The university did not quibble with Reges’s economic theory; it was offended that he quibbled with their acknowledgment statement.

A university administrator asked Reges to voluntarily remove his “offensive” statement — it created a “toxic environment” — and, when he didn’t, unilaterally censored Reges’s syllabus and prevented him from changing it. Then the school opened a class section competing with Reges’s course in order to draw students away from his class, and, finally, in March 2022, UW launched an investigation of Reges for allegedly violating university policy outlawing speech deemed “unacceptable or inappropriate.” The probe continues, with Reges’s future at the university uncertain. Said he, “It is difficult to go to work every day knowing the allegations against me are unresolved, that I could ultimately be fired.”

Earlier in July, Reges sued UW for violation of his First Amendment rights of free speech. He is represented by lawyers from a group dedicated to pursuing free-speech issues on college campuses, the Foundation for Individual Rights and Expression (FIRE).

Reges is a free spirit and no stranger to academic trouble. He protested the 1990s war on drugs to the point that the national drug czar urged Stanford, where he was teaching at the time, to penalize him. In 2018, he was put on probation by UW for penning a piece entitled “Why Women Don’t Code.”

So, there might be some poking of the bear here. One headline, at Common Sense, put it this way: “He Made a Joke about Land Acknowledgments. Then the Trouble Began.” FIRE, for its part, is taking the case seriously and categorizes it as part of the larger attack against free speech on college campuses.

As for land acknowledgments, they have been popular down under and in Canada for years, writes Jonathan Kay at Quillette. He says:

Originally intended as a tribute to the legacy and rights of Indigenous peoples, they quickly became assimilated into the rote protocols of public life, from school assemblies to town-council meetings.

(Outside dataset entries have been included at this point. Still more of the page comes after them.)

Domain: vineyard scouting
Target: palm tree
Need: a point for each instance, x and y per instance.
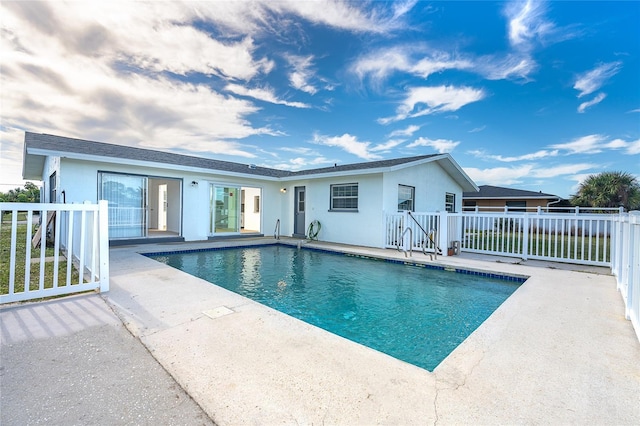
(609, 189)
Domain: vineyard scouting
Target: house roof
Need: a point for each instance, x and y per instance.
(488, 192)
(38, 146)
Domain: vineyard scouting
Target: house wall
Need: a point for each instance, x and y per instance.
(358, 228)
(51, 165)
(79, 180)
(251, 220)
(431, 184)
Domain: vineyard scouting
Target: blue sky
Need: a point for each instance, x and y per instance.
(528, 95)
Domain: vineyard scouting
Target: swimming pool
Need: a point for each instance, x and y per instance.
(412, 313)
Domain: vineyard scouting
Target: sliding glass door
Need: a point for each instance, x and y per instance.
(127, 197)
(225, 209)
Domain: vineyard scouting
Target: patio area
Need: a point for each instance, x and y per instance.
(559, 350)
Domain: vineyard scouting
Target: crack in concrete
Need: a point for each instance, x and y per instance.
(452, 385)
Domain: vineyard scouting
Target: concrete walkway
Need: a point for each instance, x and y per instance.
(71, 361)
(558, 351)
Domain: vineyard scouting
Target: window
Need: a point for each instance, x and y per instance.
(406, 197)
(517, 206)
(344, 196)
(450, 202)
(53, 188)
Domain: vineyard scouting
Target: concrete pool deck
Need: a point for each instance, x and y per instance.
(557, 351)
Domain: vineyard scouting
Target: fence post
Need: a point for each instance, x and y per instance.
(103, 241)
(525, 235)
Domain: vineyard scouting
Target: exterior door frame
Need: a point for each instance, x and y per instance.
(299, 208)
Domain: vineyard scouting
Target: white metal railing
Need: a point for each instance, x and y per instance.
(423, 237)
(625, 263)
(76, 260)
(560, 237)
(611, 240)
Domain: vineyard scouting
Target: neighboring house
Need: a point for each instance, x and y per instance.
(495, 198)
(159, 196)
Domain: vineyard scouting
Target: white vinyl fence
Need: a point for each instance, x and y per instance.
(626, 264)
(579, 236)
(67, 253)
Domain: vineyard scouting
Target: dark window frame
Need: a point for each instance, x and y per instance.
(343, 197)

Some university professors now post them on their office doors, much like a secular mezuzah.

They got a big boost into popular U.S. consciousness at the 2020 Oscars when Māori writer and director Taika Waititi told his audience they were “gathered on the ancestral lands of the Tongva, Tataviam and the Chumash” — historical note: they were sitting in an auditorium in Los Angeles. “We acknowledge them as the first people of this land on which our motion picture community lives and works,” he continued.

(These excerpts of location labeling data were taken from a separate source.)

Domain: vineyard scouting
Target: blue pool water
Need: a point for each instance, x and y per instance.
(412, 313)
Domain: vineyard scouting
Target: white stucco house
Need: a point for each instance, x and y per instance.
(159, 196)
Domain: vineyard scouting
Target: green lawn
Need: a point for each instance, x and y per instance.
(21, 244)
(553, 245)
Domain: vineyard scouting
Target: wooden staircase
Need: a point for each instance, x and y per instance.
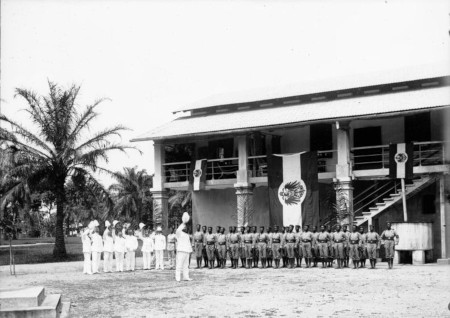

Such public statements may seem harmless to a certain degree — “meaningless self-scourging progressive fashion statements,” as Kyle Smith puts it in the New York Post — but more elaborate land-acknowledgment rituals, as have become popular in Canada, can, says Kay, “convey the idea that Indigenous peoples retain a real — if vaguely defined — moral ownership over the entire country, not just the areas that they control through treaties or other legal instruments.” He cites an instance in Canada, a few years back, when work on the national railroad was halted — “the largest service disruption in the modern history of the Canadian National Railway” — as groups of “indigenous-led or -inspired” protesters — or “land defenders,” in PC-approved nomenclature — invaded “rail lines, bridges, legislatures and highways in opposition to pipeline development.” The politicians were unable to act because they had “spent years solemnly acceding to Indigenous moral authority over every field and tree, and repeating a liturgy of white predation within ‘unceded’ lands.”

Things haven’t regressed to that point in the U.S. yet, and maybe an academic pushing back against the land-acknowledgment craze will serve as a step, albeit tiny, in the effort to return sanity to the world of academe.